Former Gov. Jim Edgar had to lead Illinois through difficult budget times, and he thinks the current governor's budget-cutting methods leave something to be desired.
"It was kind of an incomplete budget message," Edgar said of Quinn's gloomy address Wednesday, which included specifics on dozens of facility closings but left even bigger spending cuts to pensions and Medicaid up to working groups.
"I would say that my first reaction to the speech was that the good news was it was very short. The second was that there wasn't much in it and that's why it was short. I just didn't see any details. You leave out Medicaid and pensions and say you're going to balance the budget, I don't know how you do that."
Edgar, who was governor from 1991 to 1999, said the governor must lead.
"I always thought that when I was governor I had to say where we were going to cut it instead of saying to the Legislature, 'It's your job to go cut it,'" he said.
And while he supported the notion of closing state facilities, Edgar said he was concerned about Quinn's plan to shut down the "supermax" prison at Tamms in southern Illinois. Tamms, which has a population of about 390 but a staff of 300, was built and opened during Edgar's tenure.
"I don't have a real problem with closing facilities," said Edgar. "The one I would question is Tamms, because Tamms is not just another prison.
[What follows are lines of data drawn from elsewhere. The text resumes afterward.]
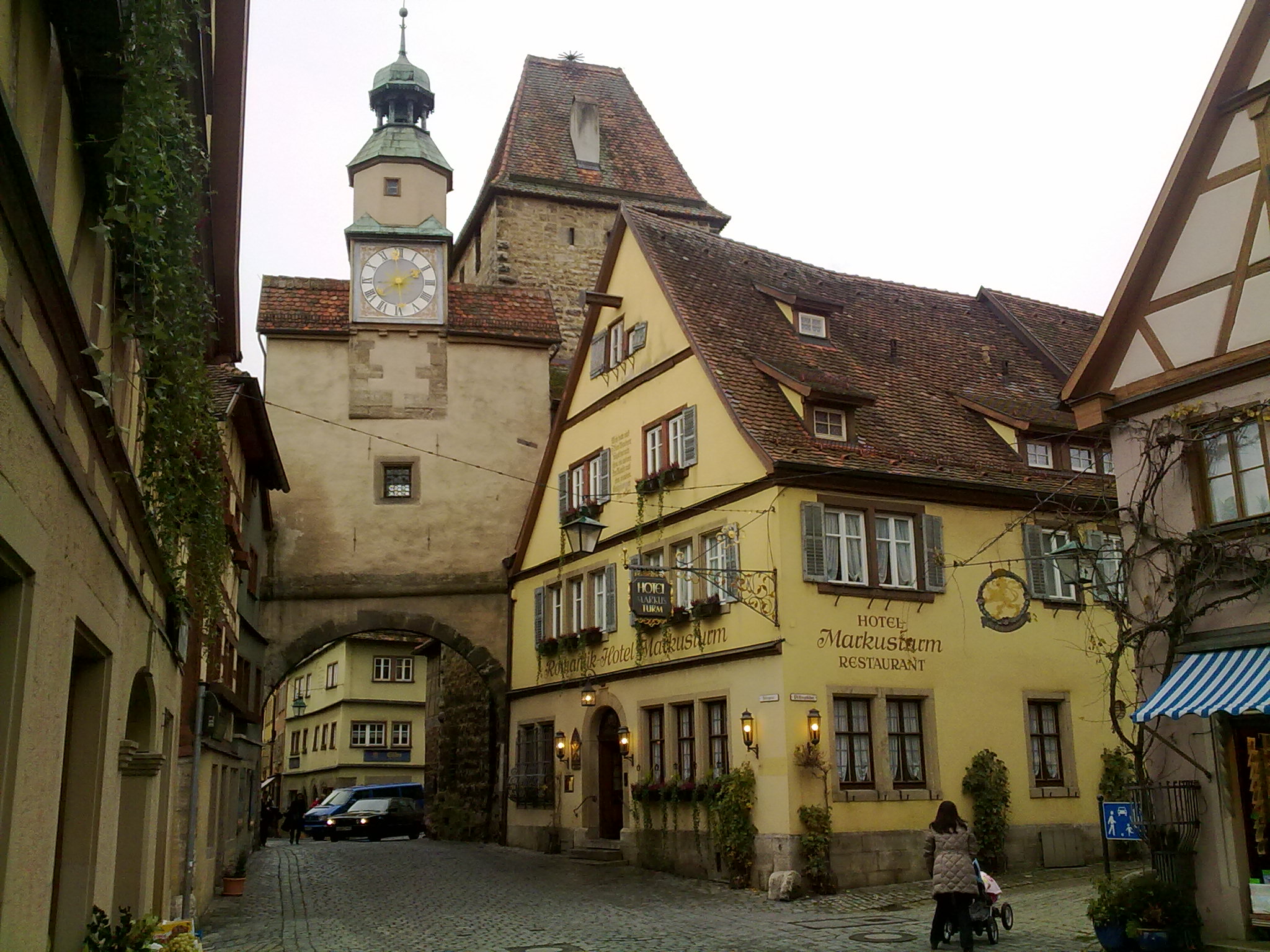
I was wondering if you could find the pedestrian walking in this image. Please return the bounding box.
[282,793,305,845]
[922,800,979,952]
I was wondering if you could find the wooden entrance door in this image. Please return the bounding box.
[596,707,623,839]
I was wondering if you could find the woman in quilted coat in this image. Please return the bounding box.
[923,800,979,952]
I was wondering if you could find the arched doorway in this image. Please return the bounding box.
[596,707,623,839]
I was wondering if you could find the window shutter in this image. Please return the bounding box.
[628,321,647,354]
[802,503,825,581]
[922,515,945,591]
[533,585,546,645]
[1024,526,1057,598]
[1085,529,1111,602]
[590,449,613,505]
[605,563,617,631]
[680,406,697,466]
[590,334,608,377]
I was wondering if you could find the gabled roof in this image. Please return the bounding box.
[255,274,560,345]
[453,56,728,262]
[207,363,291,493]
[610,207,1108,495]
[1063,0,1270,425]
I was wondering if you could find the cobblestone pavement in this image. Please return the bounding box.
[201,839,1122,952]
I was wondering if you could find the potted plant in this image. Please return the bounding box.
[691,596,720,618]
[221,849,246,896]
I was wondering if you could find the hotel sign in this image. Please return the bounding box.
[631,575,670,618]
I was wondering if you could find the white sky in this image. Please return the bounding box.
[233,0,1242,373]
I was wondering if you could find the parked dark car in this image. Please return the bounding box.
[326,797,423,842]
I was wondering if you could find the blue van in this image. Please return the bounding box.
[305,783,423,839]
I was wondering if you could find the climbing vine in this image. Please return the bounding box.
[961,749,1010,870]
[97,0,229,645]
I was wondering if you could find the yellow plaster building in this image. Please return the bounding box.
[508,206,1116,886]
[280,632,427,808]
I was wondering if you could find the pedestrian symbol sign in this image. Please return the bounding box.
[1103,802,1142,839]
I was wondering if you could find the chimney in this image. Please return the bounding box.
[569,95,600,169]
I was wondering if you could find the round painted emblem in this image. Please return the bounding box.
[975,569,1031,631]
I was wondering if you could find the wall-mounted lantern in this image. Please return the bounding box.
[560,515,608,552]
[806,707,820,745]
[740,711,758,758]
[617,726,635,763]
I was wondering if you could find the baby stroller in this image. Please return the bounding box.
[944,859,1015,946]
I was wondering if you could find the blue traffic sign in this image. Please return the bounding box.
[1103,802,1142,839]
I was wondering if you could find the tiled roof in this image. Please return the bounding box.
[992,291,1103,373]
[458,56,728,247]
[624,207,1109,494]
[255,274,560,344]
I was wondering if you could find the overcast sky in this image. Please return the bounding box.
[233,0,1241,373]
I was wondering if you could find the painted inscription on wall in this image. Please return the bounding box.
[538,628,728,681]
[815,614,944,671]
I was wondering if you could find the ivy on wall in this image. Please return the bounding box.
[90,0,229,645]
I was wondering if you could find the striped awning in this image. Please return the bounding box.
[1133,645,1270,723]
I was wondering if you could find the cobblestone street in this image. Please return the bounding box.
[201,839,1112,952]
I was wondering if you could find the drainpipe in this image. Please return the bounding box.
[180,682,207,919]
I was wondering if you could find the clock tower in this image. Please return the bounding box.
[344,6,452,325]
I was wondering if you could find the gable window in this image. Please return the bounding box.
[833,697,873,787]
[1028,700,1063,787]
[348,721,388,747]
[674,705,697,781]
[797,311,829,338]
[606,317,626,368]
[644,406,697,476]
[801,496,944,601]
[1024,441,1054,470]
[1204,420,1270,523]
[812,407,847,441]
[887,698,926,787]
[1023,526,1076,602]
[706,700,728,777]
[557,449,612,522]
[701,526,740,602]
[1067,447,1099,472]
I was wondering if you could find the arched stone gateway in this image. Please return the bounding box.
[265,608,507,721]
[264,612,508,840]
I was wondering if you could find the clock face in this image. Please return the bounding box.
[358,246,437,317]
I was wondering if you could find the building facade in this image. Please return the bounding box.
[258,24,559,835]
[0,0,246,952]
[1064,0,1270,947]
[280,633,427,803]
[451,56,728,368]
[508,206,1114,886]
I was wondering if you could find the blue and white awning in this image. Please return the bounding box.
[1133,645,1270,723]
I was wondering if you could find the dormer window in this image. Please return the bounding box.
[812,406,847,441]
[797,311,829,339]
[1024,441,1054,470]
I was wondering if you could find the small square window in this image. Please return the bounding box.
[1024,443,1054,470]
[812,408,847,439]
[797,311,829,338]
[383,464,414,499]
[1067,447,1097,472]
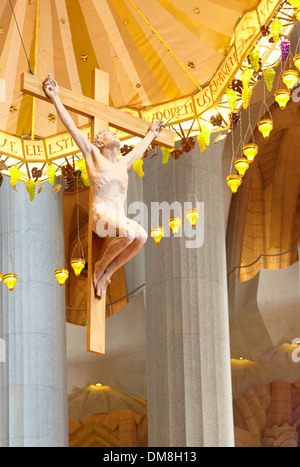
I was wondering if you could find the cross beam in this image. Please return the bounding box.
[21,70,174,355]
[21,73,174,148]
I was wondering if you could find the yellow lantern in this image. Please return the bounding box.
[227,175,242,193]
[169,217,182,235]
[274,89,291,110]
[294,53,300,70]
[151,227,165,245]
[289,0,300,8]
[257,118,273,139]
[185,208,200,227]
[243,143,258,164]
[3,273,18,290]
[294,5,300,21]
[234,157,249,177]
[71,258,85,276]
[54,269,69,287]
[282,70,299,91]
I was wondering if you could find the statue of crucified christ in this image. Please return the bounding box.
[43,75,163,298]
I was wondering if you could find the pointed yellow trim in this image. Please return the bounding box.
[125,0,202,89]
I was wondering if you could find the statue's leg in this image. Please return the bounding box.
[93,237,132,288]
[92,212,136,295]
[96,221,147,297]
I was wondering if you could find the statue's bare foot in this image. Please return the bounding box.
[93,261,105,291]
[96,272,111,298]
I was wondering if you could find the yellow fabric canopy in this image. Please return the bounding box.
[0,0,262,141]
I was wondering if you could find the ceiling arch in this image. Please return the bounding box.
[227,101,300,280]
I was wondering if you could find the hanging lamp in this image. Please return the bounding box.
[257,118,273,139]
[274,89,291,110]
[185,208,200,227]
[243,143,258,164]
[151,227,165,245]
[169,216,182,235]
[294,6,300,21]
[294,54,300,70]
[282,70,299,91]
[227,174,242,193]
[234,157,249,177]
[3,273,18,290]
[71,258,86,277]
[54,269,69,287]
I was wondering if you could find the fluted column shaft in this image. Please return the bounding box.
[144,143,234,447]
[0,179,68,447]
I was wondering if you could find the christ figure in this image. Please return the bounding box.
[43,75,163,298]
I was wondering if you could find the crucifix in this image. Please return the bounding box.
[21,69,174,355]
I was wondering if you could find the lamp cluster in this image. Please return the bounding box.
[151,208,200,245]
[54,258,86,287]
[0,272,18,291]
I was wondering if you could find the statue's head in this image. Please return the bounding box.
[94,130,121,152]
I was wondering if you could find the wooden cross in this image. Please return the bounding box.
[21,70,174,355]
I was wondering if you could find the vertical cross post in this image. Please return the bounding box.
[87,69,109,354]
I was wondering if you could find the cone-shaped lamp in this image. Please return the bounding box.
[227,175,242,193]
[234,157,249,177]
[274,89,291,110]
[185,208,200,227]
[257,118,273,139]
[71,258,85,277]
[243,143,258,164]
[3,273,18,290]
[169,217,182,235]
[282,70,299,91]
[54,269,69,287]
[151,227,165,245]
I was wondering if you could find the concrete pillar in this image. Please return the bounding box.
[144,143,234,447]
[0,179,68,447]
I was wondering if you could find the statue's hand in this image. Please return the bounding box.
[149,120,164,138]
[43,74,58,99]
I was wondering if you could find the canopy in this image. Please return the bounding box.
[0,0,291,183]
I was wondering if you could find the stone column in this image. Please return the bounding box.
[144,143,234,447]
[0,179,68,447]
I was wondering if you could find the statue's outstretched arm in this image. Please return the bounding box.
[43,75,93,156]
[125,120,163,167]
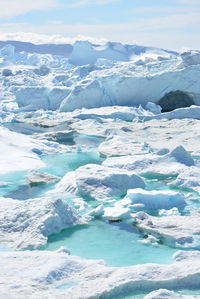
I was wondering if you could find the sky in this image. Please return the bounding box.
[0,0,200,50]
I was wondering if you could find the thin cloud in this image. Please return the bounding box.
[0,0,58,18]
[0,13,200,49]
[67,0,122,8]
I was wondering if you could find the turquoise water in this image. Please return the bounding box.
[0,150,102,200]
[0,171,27,197]
[42,150,103,177]
[46,220,176,267]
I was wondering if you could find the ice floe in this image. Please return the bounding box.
[53,164,145,201]
[0,198,84,250]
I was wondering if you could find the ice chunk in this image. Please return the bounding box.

It's the supermax prison where you put all the really bad inmates. Not the one who committed the most atrocious crimes but the ones who act the worst in the prisons, who cause all the problems in the prisons and cause them to be on lockdown, problems that can lead to riots."
Edgar said Tamms helped to keep peace in all of the other correctional centers.
"My experience was it helped a lot to keep the rest of the prisons, which were always overcrowded and are going to be even more overcrowded now, it kept them more peaceful because you took the really bad actors out and put them in Tamms. And then the others who might be bad actors didn't want to go to Tamms. They kinda got religion and they behaved better," said Edgar, now a distinguished fellow at the Institute of Government and Public Affairs at the University of Illinois.
"All the feedback I got after we built Tamms and opened it was that it worked," he said. "It costs a lot more to keep an inmate at Tamms because you've got a lot more security on them ($64,116 per inmate per year according to the Department of Corrections, versus the statewide average of $21,405 per inmate), but the question is if you bring those folks back into the regular prisons, do you all of a sudden have more potential problems in those other prisons?"
Edgar said the Quinn administration "should be very careful" about closing Tamms.
"The thing I worried about the most when I became governor was having a prison riot. I had watched what happened to (New York Gov. Nelson) Rockefeller and I watched those prison riots and I did not want to have to deal with one of those. The day I left the governor's office, there were a lot of things I was relieved about, and one of them was I didn't have to worry about a prison riot any more."
Edgar also questioned Quinn's policy of cutting the budget everywhere but in education. Quinn proposed giving $20 million more to early childhood and $50 million more to the Monetary Award Program college scholarships.
"I don't know how you can give more to education. I don't see that. You may not cut education like you cut Medicaid, but I think you've got to say to everybody that we've got a problem and everybody's going to have to take some of this pain," Edgar said.
He also said he believes Quinn should have pushed for budget cuts at the same time he promoted the 67 percent income tax increase enacted last year.
"Raising taxes is probably the easiest part of this whole thing," he said. "The cutting of spending is going to be more brutal, which is something they should have done when they raised the taxes (in January 2011). They should have done them together.
"They've also got to stop creating new programs and spending more money. They're going to have to stay on a diet for several more years. That's just not in their nature. I know how much trouble I had in the '90s, trying to hold the line on the Legislature. They couldn't wait for me to get out of there."
This story appeared in print on Feb. 24.